Takie same zarzuty postawiono jeszcze 5 innym osobom, które będą odpowiadały z wolnej stopy. Wszystkim grozi do 10 lat więzienia.
"Prokurator zarzucił im, że podczas i w związku z interwencją zmierzającą do przywrócenia porządku w miejscu publicznym rzucali w policjantów i pracowników ochrony kamieniami, płytami chodnikowymi, deskami, metalowymi rurkami" - powiedział rzecznik prasowy Prokuratury Okręgowej w Lublinie Andrzej Jeżyński.
Prokuratura przesłuchuje kolejnych 14 podejrzewanych o udział w burdach. W stosunku do większości z nich decyzje o postawieniu zarzutów lub ewentualnych wnioskach o zastosowanie tymczasowego aresztowania mają zapaść jeszcze we wtorek.
Podczas meczu na stadionie i po meczu na ulicach wokół stadionu doszło do starć chuliganów z policją. Rannych zostało w sumie 26 osób, w tym ośmiu policjantów i sześciu ochroniarzy. Dwóch ochroniarzy jest w ciężkim stanie - doznali pęknięcia podstawy czaszki. Kompletnie zniszczony został policyjny samochód.
Policja zatrzymała łącznie 40 osób. 11 z nich to nieletni, zajmie się nimi Sąd Rodzinny. Do prokuratury doprowadzono 24 osoby. Zarzuty czynnej napaści na policjantów i ochroniarzy oraz udział w nielegalnym zgromadzeniu postawiono 10 mężczyznom.
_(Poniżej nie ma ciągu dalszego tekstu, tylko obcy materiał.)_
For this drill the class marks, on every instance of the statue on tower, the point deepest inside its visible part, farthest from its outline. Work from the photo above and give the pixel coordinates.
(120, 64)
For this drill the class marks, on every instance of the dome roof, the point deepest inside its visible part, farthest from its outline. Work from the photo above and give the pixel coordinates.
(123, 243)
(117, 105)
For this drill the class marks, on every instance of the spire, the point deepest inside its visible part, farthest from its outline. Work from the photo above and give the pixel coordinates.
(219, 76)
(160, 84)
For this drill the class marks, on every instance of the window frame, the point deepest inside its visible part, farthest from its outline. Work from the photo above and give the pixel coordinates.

Policja zaapelowała do uczestników zajść, aby sami dobrowolnie się zgłaszali i wyjaśniali swój udział w zdarzeniach. "Tylko dobrowolne zgłoszenie może być uznane w tej chwili jako okoliczność łagodząca. Mamy zapewnienia od kibiców, że pomogą nam w identyfikacji chuliganów, których zarejestrowały kamery" - powiedział rzecznik prasowy Komendanta Wojewódzkiego Policji w Lublinie Janusz Wójtowicz.
Prezydent Lublina zawiadomił policję o podejrzeniu popełnienia wykroczenia przez organizatora imprezy Lubelski Klub Piłkarski Motor. Organizator nie dopełnił wymogów określonych w zezwoleniu prezydenta. "Na stadionie było znacznie więcej ludzi niż dwa tysiące, jak przewidywało zezwolenie, w związku z tym imprezę ochraniała zbyt mała liczba ochroniarzy. Poza tym na stadionie były materiały pirotechniczne, których tam być nie powinno" - powiedział PAP Mirosław Kalinowski z biura prasowego urzędu miasta w Lublinie.
Policja wystąpiła do prezydenta z wnioskiem o zamknięcie stadionu.